Issue (i): Whether the appeal before the lower appellate court was incompetent under Section 96(4) of the Civil Procedure Code on the ground that no question of law arose.
Analysis: The challenge before the lower appellate court was not to facts alone but to the legal effect of the Banking Regulation Act, 1949 and the Usurious Loans Act, 1918 on the rate of interest charged by a nationalised bank. That question involved interpretation of law and was in fact argued as such before the courts below. The restriction under Section 96(4) of the Civil Procedure Code therefore did not bar the appeal.
Conclusion: The preliminary objection to maintainability was rejected.
Issue (ii): Whether interest charged by a nationalised bank in accordance with Reserve Bank of India directives can be reduced under the Usurious Loans Act, 1918 as a transaction of excessive interest or substantial unfairness.
Analysis: The Banking Regulation Act, 1949 places banking companies under the control of the Reserve Bank of India in respect of advances and the rate of interest on advances. The Usurious Loans Act, 1918 does not regulate interest rates but empowers courts to grant relief where a transaction is shown to be excessive or substantially unfair. In the case of loans to agriculturists, compound interest raises a rebuttable presumption of excessiveness, but that presumption can be displaced by special circumstances. Compliance with binding Reserve Bank of India circulars and directives, coupled with the statutory obligation to obey them and the penal consequences for breach, constituted special circumstances justifying the rate charged. Nationalised banks were therefore not to be treated like private moneylenders for this purpose.
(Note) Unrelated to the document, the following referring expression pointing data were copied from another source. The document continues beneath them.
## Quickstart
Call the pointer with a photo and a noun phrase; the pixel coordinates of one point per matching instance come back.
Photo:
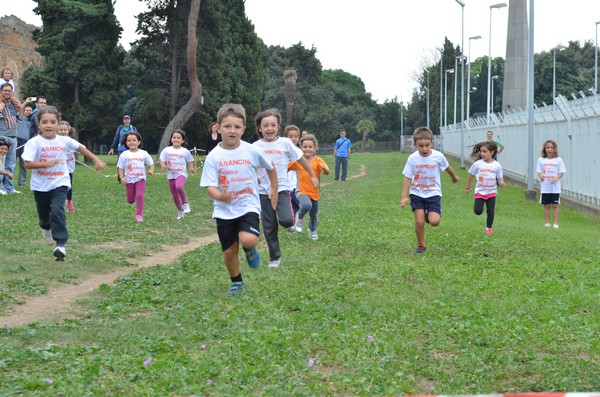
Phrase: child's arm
(218, 195)
(405, 186)
(468, 186)
(100, 165)
(452, 174)
(274, 193)
(192, 167)
(306, 165)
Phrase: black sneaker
(60, 253)
(420, 250)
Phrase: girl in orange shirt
(308, 195)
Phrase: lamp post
(462, 85)
(499, 5)
(559, 47)
(469, 75)
(596, 61)
(493, 78)
(446, 95)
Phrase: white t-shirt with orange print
(234, 171)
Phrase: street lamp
(462, 85)
(596, 60)
(499, 5)
(446, 95)
(493, 78)
(559, 47)
(469, 75)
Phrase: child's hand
(403, 202)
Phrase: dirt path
(57, 303)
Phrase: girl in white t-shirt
(281, 151)
(550, 169)
(132, 171)
(174, 159)
(65, 129)
(46, 154)
(488, 174)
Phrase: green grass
(354, 313)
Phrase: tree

Conclusion: The interest charged by the nationalised bank was not liable to be reopened or reduced under the Usurious Loans Act, 1918.
Final Conclusion: The revision succeeded, the concurrent reduction of interest was set aside, and the decree was restored in the amount claimed by the bank.
Ratio Decidendi: Interest charged by a nationalised bank in obedience to binding Reserve Bank of India directives constitutes special circumstances rebutting the presumption of excessiveness under the Usurious Loans Act, 1918.